Didier Super : Et oui, depuis que je me suis revendu à V2, et que je suis dans une major de merde, c’est sûr que la qualité en a pris un bon coup !. C’est une des premières choses qui m’est arrivée quand j’ai quitté mon petit label des débuts. La grosse maison de disque, elle est quand même là pour recracher un max et produire au mieux mon album. Alors j’en ai profité… Et puis j’ai plein d’amis qui sont des bons musiciens, plus d’autres mecs qu’on m’a présentés et qui y ont participé.
C’est pour les remercier que l’on t’a vu pisser sur les murs de Universal…
D.S : Ouais, j’avais envie de pisser, il fallait bien !! Et puis ça s’appelle un peu cracher dans la soupe…
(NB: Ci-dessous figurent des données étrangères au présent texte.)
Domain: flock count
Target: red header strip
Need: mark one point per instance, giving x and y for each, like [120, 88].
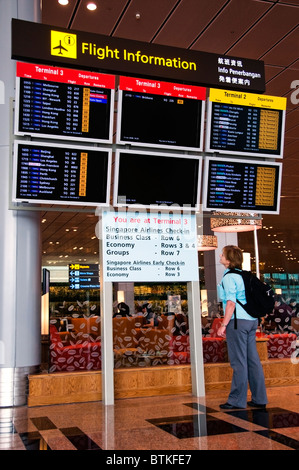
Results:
[155, 87]
[64, 75]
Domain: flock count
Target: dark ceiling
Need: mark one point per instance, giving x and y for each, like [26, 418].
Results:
[263, 30]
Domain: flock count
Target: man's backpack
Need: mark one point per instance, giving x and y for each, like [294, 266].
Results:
[259, 295]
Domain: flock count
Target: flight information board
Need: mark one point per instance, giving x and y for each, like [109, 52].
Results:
[61, 174]
[65, 103]
[160, 114]
[245, 124]
[241, 185]
[84, 276]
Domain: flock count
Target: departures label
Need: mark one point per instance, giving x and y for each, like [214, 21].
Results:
[149, 247]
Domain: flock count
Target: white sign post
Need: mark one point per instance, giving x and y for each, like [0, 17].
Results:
[142, 247]
[149, 247]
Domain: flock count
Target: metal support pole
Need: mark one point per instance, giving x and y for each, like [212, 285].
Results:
[106, 292]
[256, 249]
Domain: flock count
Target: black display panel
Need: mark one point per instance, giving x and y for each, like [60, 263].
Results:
[237, 129]
[61, 174]
[150, 180]
[241, 185]
[159, 114]
[67, 106]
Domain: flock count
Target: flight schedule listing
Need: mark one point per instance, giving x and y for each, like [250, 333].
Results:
[242, 128]
[245, 123]
[238, 185]
[66, 105]
[61, 174]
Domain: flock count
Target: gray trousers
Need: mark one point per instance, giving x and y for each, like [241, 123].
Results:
[246, 364]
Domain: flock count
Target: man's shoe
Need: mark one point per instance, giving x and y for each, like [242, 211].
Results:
[255, 405]
[228, 406]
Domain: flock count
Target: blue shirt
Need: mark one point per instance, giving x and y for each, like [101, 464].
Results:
[232, 288]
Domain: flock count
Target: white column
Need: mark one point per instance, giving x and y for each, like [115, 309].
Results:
[20, 250]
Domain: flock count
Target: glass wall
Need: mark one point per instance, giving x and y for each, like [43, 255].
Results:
[74, 330]
[152, 329]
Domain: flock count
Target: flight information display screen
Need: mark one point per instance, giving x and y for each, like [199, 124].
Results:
[245, 124]
[61, 174]
[145, 179]
[65, 103]
[160, 114]
[240, 185]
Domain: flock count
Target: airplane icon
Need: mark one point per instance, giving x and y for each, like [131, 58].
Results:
[61, 48]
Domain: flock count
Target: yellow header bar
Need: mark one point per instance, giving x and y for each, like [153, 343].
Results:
[247, 99]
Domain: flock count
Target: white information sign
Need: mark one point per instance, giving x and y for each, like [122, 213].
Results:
[149, 247]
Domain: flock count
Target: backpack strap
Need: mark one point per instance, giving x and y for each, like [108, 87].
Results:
[234, 271]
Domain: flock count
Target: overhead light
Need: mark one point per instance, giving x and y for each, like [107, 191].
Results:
[91, 6]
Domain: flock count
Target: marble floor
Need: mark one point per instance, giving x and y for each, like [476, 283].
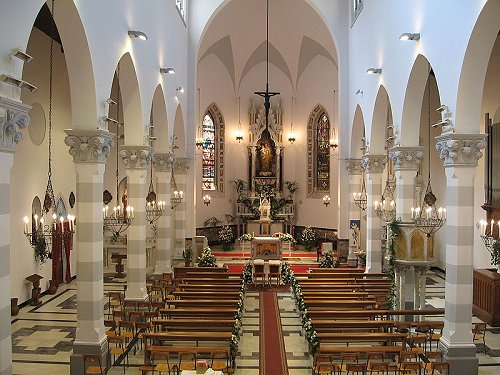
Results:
[42, 336]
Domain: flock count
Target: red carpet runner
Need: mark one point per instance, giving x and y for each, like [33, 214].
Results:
[272, 353]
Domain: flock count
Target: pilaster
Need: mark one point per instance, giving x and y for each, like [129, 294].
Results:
[460, 154]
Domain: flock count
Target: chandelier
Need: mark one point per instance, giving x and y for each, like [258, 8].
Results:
[428, 218]
[41, 232]
[154, 208]
[360, 198]
[119, 219]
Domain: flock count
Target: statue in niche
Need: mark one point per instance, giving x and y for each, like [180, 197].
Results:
[266, 156]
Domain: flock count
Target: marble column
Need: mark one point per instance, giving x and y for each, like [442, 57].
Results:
[13, 118]
[163, 167]
[90, 150]
[180, 170]
[354, 170]
[136, 160]
[406, 161]
[460, 153]
[374, 167]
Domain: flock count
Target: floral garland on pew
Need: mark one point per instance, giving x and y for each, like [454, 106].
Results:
[238, 316]
[288, 277]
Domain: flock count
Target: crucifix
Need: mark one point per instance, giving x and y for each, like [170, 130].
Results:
[267, 94]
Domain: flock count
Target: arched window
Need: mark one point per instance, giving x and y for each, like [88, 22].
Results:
[213, 150]
[318, 151]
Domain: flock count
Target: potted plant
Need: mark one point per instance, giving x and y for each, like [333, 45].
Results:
[187, 254]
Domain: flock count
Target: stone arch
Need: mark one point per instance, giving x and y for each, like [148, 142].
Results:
[179, 133]
[357, 133]
[159, 119]
[415, 89]
[381, 112]
[131, 101]
[472, 76]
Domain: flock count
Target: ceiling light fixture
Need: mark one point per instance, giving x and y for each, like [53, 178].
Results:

Par rapport à ta carrière, tu en es où ? Tu es enfin parvenu à être la star que tu dis rêver d’être dans tes chansons ?
D.S : Ben écoute, je suis toujours un intermittent du spectacle. Sur scène, en répètes, je suis un peu comme un militaire qui bosse aux frais de l’état. Et bien moi c’est aux frais des Assedics…On est un peu comme des chômeurs, car ce statut, c’est le seul moyen qu’a trouvé l’Etat pour représenter notre profession… des chômeurs ! Je me fais aussi quelques amuse-gueules grâce à ma maison de disques, des bricoles, quoi.
Là, tu parles de tes ventes d’albums… Mais tu les laisses aussi en libre téléchargement sur le Net ??
D.S : Un album, ça me rapporte deux francs dans ma poche. Des francs, et non pas des euros, attention ! Mais c’est grâce à ça que je ramène du monde à mes spectacles, avec le bouche-à-oreille, et Internet. La vente d’albums, ça ne représente vraiment rien. L’artiste n’y gagne absolument pas.
Tu évoques souvent l’amour, dans cet album… En faisant de la prévention pour les MST, ou en racontant l’histoire de ce jeune papa qui veut quitter sa copine et son enfant…C’est autobiographique ??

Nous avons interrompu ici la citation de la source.